The agency forced Biomedical Tissue Services (BTS; Fort Lee, New Jersey) to close operations in February after the Kings County, New York, district attorney's office filed charges that the company had engaged in unauthorized harvesting of body parts. The company's founder, Michael Mastromarino, and three others were charged with enterprise corruption, grand larceny and unlawful dissection.

Part 1271, which was effective May 25, 2005, is designed to clamp down on disease transmission and covers establishment registration, donor eligibility, current good tissue practices, labeling, adverse-event reporting, and inspection and enforcement.

Under 1271, inspections of tissue establishments are still based on risk, which can leave an entity operating under the radar screen for a number of years. According to the September/October 2001 edition of Orthopedic Technology Review, the agency had not inspected “at least 36” of the 154 tissue banks in operation at that time.

The author made the case that tissue bank regulatory functions are an unfunded mandate, forcing the agency to “borrow resources from other programs” to keep up inspections.

In 2003 Goodman, as CBER chief, testified before Congress that in fiscal 2001, 51 of the 132 inspected tissue establishment received a Form 483, an official report of regulatory violations to which recipients must respond within 30 days. The following fiscal year, the number of inspections rose to 165, 48 of which generated 483s.

Goodman noted that these inspections “resulted in 10 regulatory actions, including a mandatory recall” for CryoLife (Kennesaw, Georgia).

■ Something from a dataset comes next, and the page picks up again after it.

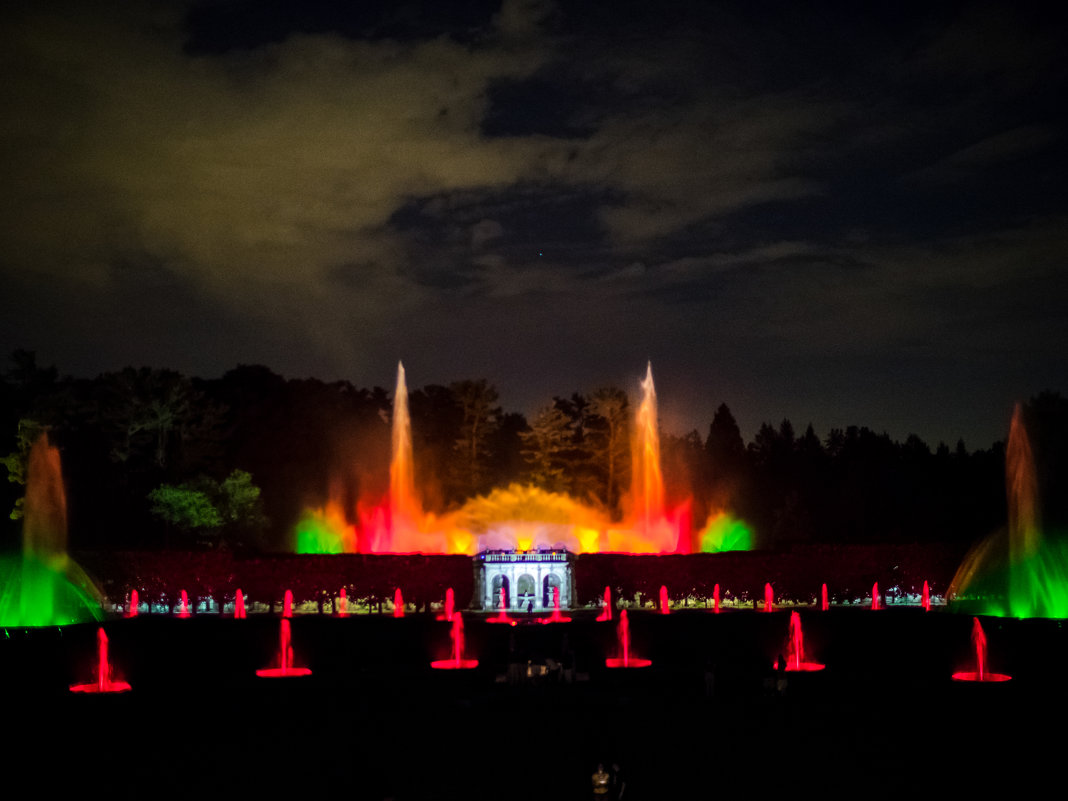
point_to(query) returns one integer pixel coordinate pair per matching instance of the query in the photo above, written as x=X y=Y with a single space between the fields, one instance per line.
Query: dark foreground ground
x=883 y=720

Cryolife tissues were implicated in several problems, including a tissue donee testing positive for Staphylococcus epidermis after receiving a heart valve provided by the company.

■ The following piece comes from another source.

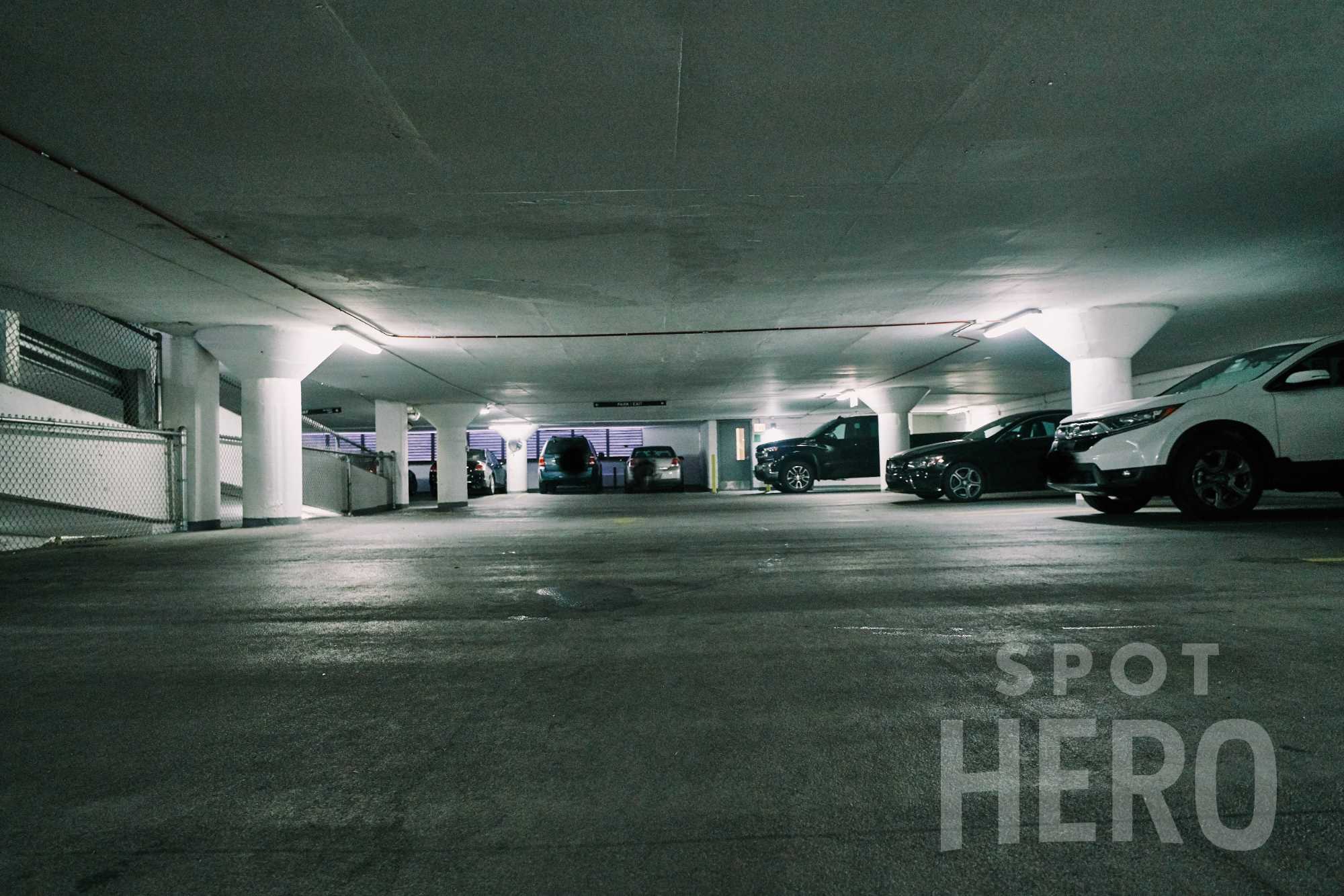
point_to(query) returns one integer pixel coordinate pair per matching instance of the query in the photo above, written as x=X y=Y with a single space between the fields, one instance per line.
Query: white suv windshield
x=1234 y=371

A search of the CBER warning letter database indicates that the center issued no warning letter to a tissue bank after August 2005. Cryolife snared a warning letter in connection with the events described, but it was issued by the agency's Atlanta district office, and all but one of the citations in this warning letter referenced 21 CFR Part 820, the text describing the quality systems regulations applied to medical device production.

At present, the states of New York and Florida have regulations calling for registrations and inspections of facilities, and the American Association of Tissue Banks (AATB; McLean, Virginia) published a set of accreditation standards in 1986.

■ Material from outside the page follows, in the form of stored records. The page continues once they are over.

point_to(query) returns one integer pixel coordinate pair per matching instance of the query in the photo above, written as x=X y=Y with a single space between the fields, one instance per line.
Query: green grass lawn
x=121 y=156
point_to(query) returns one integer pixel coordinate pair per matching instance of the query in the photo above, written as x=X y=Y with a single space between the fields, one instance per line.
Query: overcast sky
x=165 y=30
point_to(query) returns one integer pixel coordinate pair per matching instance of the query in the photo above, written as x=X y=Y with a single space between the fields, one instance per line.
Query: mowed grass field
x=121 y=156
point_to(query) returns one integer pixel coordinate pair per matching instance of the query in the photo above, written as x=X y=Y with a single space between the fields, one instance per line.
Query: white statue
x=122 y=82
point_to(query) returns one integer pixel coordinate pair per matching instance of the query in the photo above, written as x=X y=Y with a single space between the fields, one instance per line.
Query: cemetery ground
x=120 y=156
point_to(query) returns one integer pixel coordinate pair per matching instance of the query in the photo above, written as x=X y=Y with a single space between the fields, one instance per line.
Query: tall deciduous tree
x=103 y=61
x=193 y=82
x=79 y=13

Bob Rigney, president of AATB, told Medical Device Daily that members must be accredited and that the FDA drew on the association's standards in devising its regulatory scheme.

Rigney also told MDD that the association would “like to see tighter enforcement activity with banks not accredited by AATB,” but that he is under the impression that the agency's resources have not always been up to the task. However, he said that the budget for fiscal 2007 includes sufficient funds to hire 18 full-time equivalents dedicated to enforcement of tissue regulations.

Rigney insisted, however, that “other than the two [cases cited above], the record has been pretty clean” for the tissue industry. He noted that most tissues are “pretty heavily processed, reducing the risk that diseases will be transmitted.”

He said that LifeCell (Branchburg, New Jersey) was perhaps the first entity to catch on to the chicanery at BTS when a LifeCell employee noticed a data discrepancy in some files and sought clarification. When the employee looked up the name of the physician on file for a donation, the employee discovered that the physician did not exist. The information was forwarded to the FDA and the state attorney's office.

Only time will tell whether the recent problems are a trend or a mere blip on the screen, but on paper at least, the agency seems determined to sew up any holes in this part of its regulatory safety net.